Recent graduates have taken many paths, including graduate school programs in biology, business, law, and education; and careers as biologists, teachers, park rangers and naturalists.

Recent graduates of our program work for…

  • AmeriCorps
  • Brandon Public Library
  • Department of Natural Resources
  • Encap, Inc.
  • Hawks Nursery Company Inc.
  • J.R. Thompson Co.
  • Kohler Co.
  • Organizing for America
  • San Joquin County Outdoor Education Program
  • South Central Public Health District
  • Student Conservation Association
  • Ubermind, Inc.
  • Wisconsin Department of Natural Resources

Job titles of recent graduates include…

  • Conservation Biologist
  • Habitat Restoration Manager
  • Environmental/Ecology Consultant
  • Chemical Technician
  • Grants & Development Coordinator
  • Field Organizer
  • Teacher
  • Naturalist
  • Environmental Health Specialist
  • Marketing Communications Specialist
  • Safety Manager
  • Park Ranger

 

Off-Campus Study Programs

ACM Costa Rica: Field Research in the Environment, Social Sciences, & Humanities.

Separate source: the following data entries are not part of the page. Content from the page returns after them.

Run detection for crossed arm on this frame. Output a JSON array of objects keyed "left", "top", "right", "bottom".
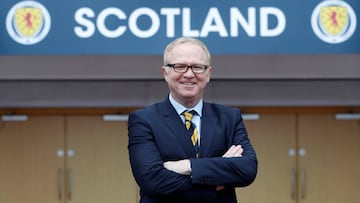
[{"left": 163, "top": 145, "right": 244, "bottom": 175}]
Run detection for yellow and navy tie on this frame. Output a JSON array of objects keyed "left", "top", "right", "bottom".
[{"left": 183, "top": 110, "right": 199, "bottom": 157}]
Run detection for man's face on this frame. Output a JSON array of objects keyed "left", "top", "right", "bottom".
[{"left": 162, "top": 43, "right": 212, "bottom": 106}]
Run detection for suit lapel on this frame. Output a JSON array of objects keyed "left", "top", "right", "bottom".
[
  {"left": 199, "top": 102, "right": 218, "bottom": 157},
  {"left": 159, "top": 99, "right": 195, "bottom": 158}
]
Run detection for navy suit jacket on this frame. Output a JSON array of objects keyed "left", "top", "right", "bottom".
[{"left": 128, "top": 99, "right": 257, "bottom": 203}]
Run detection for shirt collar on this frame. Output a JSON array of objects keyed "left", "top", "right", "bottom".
[{"left": 169, "top": 94, "right": 203, "bottom": 117}]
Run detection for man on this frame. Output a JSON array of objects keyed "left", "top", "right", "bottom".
[{"left": 128, "top": 37, "right": 257, "bottom": 203}]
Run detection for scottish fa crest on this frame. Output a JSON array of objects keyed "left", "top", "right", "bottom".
[
  {"left": 311, "top": 0, "right": 357, "bottom": 44},
  {"left": 6, "top": 1, "right": 51, "bottom": 45}
]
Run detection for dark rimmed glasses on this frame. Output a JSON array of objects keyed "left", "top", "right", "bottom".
[{"left": 166, "top": 63, "right": 209, "bottom": 73}]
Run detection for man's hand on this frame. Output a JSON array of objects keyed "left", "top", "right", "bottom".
[
  {"left": 164, "top": 159, "right": 191, "bottom": 175},
  {"left": 163, "top": 145, "right": 244, "bottom": 191},
  {"left": 216, "top": 145, "right": 244, "bottom": 191},
  {"left": 223, "top": 145, "right": 244, "bottom": 158}
]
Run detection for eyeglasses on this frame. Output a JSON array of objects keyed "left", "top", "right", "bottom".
[{"left": 166, "top": 63, "right": 209, "bottom": 73}]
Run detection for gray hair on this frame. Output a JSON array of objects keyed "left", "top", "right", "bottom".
[{"left": 164, "top": 37, "right": 211, "bottom": 65}]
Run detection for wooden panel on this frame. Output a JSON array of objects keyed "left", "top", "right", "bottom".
[
  {"left": 299, "top": 114, "right": 360, "bottom": 203},
  {"left": 66, "top": 116, "right": 137, "bottom": 203},
  {"left": 237, "top": 115, "right": 296, "bottom": 203},
  {"left": 0, "top": 116, "right": 64, "bottom": 203}
]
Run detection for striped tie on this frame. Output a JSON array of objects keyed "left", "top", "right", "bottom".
[{"left": 183, "top": 110, "right": 199, "bottom": 157}]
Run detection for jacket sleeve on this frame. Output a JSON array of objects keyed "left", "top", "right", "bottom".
[
  {"left": 190, "top": 109, "right": 258, "bottom": 187},
  {"left": 128, "top": 109, "right": 216, "bottom": 200}
]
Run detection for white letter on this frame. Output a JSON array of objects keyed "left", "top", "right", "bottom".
[
  {"left": 183, "top": 8, "right": 199, "bottom": 37},
  {"left": 74, "top": 7, "right": 95, "bottom": 38},
  {"left": 160, "top": 8, "right": 180, "bottom": 37},
  {"left": 96, "top": 7, "right": 126, "bottom": 38},
  {"left": 200, "top": 8, "right": 228, "bottom": 37},
  {"left": 129, "top": 8, "right": 160, "bottom": 38},
  {"left": 260, "top": 7, "right": 286, "bottom": 37},
  {"left": 230, "top": 7, "right": 256, "bottom": 37}
]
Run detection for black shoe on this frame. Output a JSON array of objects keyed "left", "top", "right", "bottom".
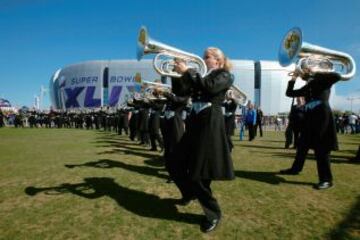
[
  {"left": 176, "top": 197, "right": 196, "bottom": 206},
  {"left": 200, "top": 218, "right": 221, "bottom": 233},
  {"left": 314, "top": 182, "right": 333, "bottom": 190},
  {"left": 279, "top": 168, "right": 299, "bottom": 175},
  {"left": 166, "top": 178, "right": 174, "bottom": 183}
]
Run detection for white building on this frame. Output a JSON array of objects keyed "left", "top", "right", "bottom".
[{"left": 50, "top": 60, "right": 330, "bottom": 115}]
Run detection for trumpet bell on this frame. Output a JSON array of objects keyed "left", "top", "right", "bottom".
[{"left": 279, "top": 27, "right": 303, "bottom": 67}]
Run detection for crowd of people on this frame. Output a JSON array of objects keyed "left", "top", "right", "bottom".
[{"left": 0, "top": 48, "right": 360, "bottom": 232}]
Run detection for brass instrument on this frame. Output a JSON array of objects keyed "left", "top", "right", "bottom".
[
  {"left": 279, "top": 27, "right": 356, "bottom": 80},
  {"left": 137, "top": 26, "right": 207, "bottom": 77},
  {"left": 225, "top": 84, "right": 249, "bottom": 106},
  {"left": 142, "top": 81, "right": 171, "bottom": 101}
]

Students conduct field studies in Costa Rica during the spring semester. One recent Ripon graduate studied scarlet macaws and has continued her work with these colorful birds after her graduation.

ACM Tanzania: Ecology & Human Origins. Student divide their time between the University of Dar es Salaam and important anthropological and ecological sites in northern Tanzania. From tent camps, students study in the Serengeti and Ngorongoro areas.

Wilderness Field Station Program. Environmentalists gain first-hand experience in one of the United States’ foremost wilderness areas, the Boundary Waters Canoe Area Wilderness (BWCAW). The students in this program share their time between the Wilderness Biological Station and study sites in the BWCAW and Quetico Provincial Park in Ontario, Canada.

The Washington Semester Program. Administered by American University, this program focuses on environmental policy and environmental law.

Ripon students often participate in the Semester in Environmental Science at the Marine Biology Laboratory in Woods Hole, Massachusetts. Others spend a semester on an open-ocean research cruise with the SEA Semester program in marine and environmental studies.